Golfer Tiger Woods knows something about chasing greatness since he's been pursuing Jack Nicklaus' record 18 majors, and he weighed in on LeBron James' pursuit of Michael Jordan in the argument regarding who is the best basketball player in NBA history.
"They're both great in different ways," Woods said Tuesday, per Bill Speros of Golfweek. "If you look at MJ, he was a prolific scorer and played defense like no other, was always first-team all-defense. But LeBron is different. He's like a hybrid of MJ and Magic [Johnson], which is so different. He's bringing up the ball a lot. MJ never really did that. I mean, he had Pip [Scottie Pippen] as a point forward a lot of times, and you would think that was kind of LeBron-ish, but they're very different in how they help both teams."
Woods noted that the longevity of the all-time greats such as Jordan, James and Wayne Gretzky is what makes them special and allows them to be "peppered in our memories."
He specifically pointed to James' ability to continue thriving in his 15th season in the league after he led the Cleveland Cavaliers to the Eastern Conference Finals with a sweep of the Toronto Raptors.
"What LeBron has done for, what, 15 seasons now is just remarkable because it's that type of longevity, and to be able to be up for that long a period of time, and to be able to adjust, as well, because we all know as we age that we're not going to be as athletic as we used to be, and so we have to do it different ways. And to be fluid and adjust and still be that talented and that good, and hats off to not just LeBron but the people I just named."
At this point, the Jordan and James argument has developed into proponents of each arguing circles around each other.
Jordan fans point to his undefeated record in six NBA Finals and the fact that he has six rings to James' three, while James fans note the Cavaliers star has been to the Finals twice more than Jordan even though he is just 3-5 when he reaches that stage. James fans acknowledge his overall game and ability to pass and rebound, while Jordan fans point to his incredible scoring prowess and one-on-one attacks.
Each side has statistical arguments they can point to, but Woods' recognition of the greatness in each and ability to look at the bigger picture and appreciate them both stands out.
Woods, like James, is still looking to add to his own legacy in 2018 as he chases Nicklaus.

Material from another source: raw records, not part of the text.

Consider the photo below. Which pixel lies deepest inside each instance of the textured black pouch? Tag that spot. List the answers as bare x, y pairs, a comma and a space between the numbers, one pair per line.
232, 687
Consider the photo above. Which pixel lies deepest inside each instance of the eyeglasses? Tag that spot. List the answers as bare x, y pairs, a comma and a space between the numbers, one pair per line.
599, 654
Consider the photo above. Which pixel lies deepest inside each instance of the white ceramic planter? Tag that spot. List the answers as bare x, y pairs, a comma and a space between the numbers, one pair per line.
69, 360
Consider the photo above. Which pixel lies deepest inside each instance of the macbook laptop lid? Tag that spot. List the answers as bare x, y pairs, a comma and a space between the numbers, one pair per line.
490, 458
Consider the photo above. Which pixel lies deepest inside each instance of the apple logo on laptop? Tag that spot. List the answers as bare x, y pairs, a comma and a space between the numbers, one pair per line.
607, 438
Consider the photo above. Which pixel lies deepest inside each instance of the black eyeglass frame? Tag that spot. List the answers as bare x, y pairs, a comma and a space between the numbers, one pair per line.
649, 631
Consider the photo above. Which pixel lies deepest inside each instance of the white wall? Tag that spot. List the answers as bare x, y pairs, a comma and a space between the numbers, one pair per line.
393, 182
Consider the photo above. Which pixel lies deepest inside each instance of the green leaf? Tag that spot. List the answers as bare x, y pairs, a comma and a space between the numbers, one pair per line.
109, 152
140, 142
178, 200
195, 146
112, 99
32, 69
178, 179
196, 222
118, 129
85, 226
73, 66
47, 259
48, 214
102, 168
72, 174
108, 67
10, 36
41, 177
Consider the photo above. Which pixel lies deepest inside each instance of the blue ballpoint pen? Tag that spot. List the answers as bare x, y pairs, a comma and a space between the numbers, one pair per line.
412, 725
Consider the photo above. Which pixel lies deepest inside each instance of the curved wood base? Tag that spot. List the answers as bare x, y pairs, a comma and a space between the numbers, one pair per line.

While he hasn't won a major since the 2008 U.S. Open, he has returned to the PGA Tour following multiple back surgeries and finished in the top five at the Valspar Championship and the Arnold Palmer Invitational.
He is four majors short of Nicklaus but just three Tour victories shy of Sam Snead's record 82. He will look to move a step closer at The Players Championship in Ponte Vedra Beach, Florida, this weekend.